First, your services have to be FOR somebody specifically, not the masses. When I ask MSPs “What’s your target audience,” I’ll often hear, “Anyone between 5 and 100 PCs in the such-and-such area.” Bull. A 5-person company is an entirely different animal than a company with 100 employees. Totally different situation, needs, budgets, etc. You can’t niche the phone book. That doesn’t mean you must have a particular vertical to be successful. You can certainly have a variety of businesses as clients; but I would urge you to find the commonality of those clients be it size, income, pace of growth, service category, etc.

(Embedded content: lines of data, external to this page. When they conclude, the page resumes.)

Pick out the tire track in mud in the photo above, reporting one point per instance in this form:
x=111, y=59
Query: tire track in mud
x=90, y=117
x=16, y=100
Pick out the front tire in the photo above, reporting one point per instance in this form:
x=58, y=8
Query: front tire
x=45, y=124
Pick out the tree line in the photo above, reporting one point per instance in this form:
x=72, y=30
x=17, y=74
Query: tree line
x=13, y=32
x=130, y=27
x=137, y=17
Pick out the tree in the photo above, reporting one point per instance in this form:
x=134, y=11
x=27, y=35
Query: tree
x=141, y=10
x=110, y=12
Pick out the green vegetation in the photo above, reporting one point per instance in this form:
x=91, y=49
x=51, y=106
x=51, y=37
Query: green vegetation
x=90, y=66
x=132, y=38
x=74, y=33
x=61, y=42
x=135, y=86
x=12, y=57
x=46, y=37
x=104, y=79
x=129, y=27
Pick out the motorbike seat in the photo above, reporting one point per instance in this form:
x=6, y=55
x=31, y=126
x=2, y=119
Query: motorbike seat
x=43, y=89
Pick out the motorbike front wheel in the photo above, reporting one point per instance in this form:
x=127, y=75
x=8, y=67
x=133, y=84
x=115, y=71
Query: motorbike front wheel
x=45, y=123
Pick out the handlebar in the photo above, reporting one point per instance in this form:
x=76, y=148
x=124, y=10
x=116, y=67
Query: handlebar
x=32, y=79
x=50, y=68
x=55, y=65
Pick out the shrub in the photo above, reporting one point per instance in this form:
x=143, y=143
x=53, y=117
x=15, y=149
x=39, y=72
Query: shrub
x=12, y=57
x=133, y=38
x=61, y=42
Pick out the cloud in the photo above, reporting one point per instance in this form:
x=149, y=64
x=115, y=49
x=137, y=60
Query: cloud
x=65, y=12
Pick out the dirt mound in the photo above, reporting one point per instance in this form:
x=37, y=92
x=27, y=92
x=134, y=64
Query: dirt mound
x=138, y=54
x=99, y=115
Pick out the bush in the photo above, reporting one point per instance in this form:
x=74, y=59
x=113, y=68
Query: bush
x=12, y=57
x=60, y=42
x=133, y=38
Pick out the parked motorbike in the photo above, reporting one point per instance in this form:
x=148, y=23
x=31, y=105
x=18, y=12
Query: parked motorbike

Second, whatever makes you unique must be RELEVANT to your clients— something exciting, engaging or of particular value to the person paying you money. That means you need to know what your competition is offering and doing and find that point of difference that matters the most to your clients and MASTER it. For my company, our USP is that our marketing is specifically designed for companies selling outsourced IT services. In the beginning, that was sufficient since there were no competitors. Now my success has been “noticed” and marketing and sales coaching programs are springing up left and right. So now our USP is that we have more documented client success stories than any other marketing consultant in this niche, period. Therefore if getting results is at the top of you criteria list for choosing who to follow (not price), we’re the clear choice. Naturally, not everyone thinks that way and I don’t see what we sell as a zero sum game (us or nobody). We have different challenges in marketing that are more troublesome than “choose us over them.” But the point is that our USP is true, it’s unique to us (therefore cannot be copied) and it’s relevant to the people we want as clients. If you’re struggling to figure out what your USP is or what it SHOULD BE, find out what the top pet peeves are for prospects in your niche regarding IT services and support. Essentially, where are the irritants in dealing with other IT consultants and with technology in general? Once you know that, make it your mission to eliminate those irritants or solve those problems better than anyone else. Then you can back that up with facts and statistics, client case studies and guarantees.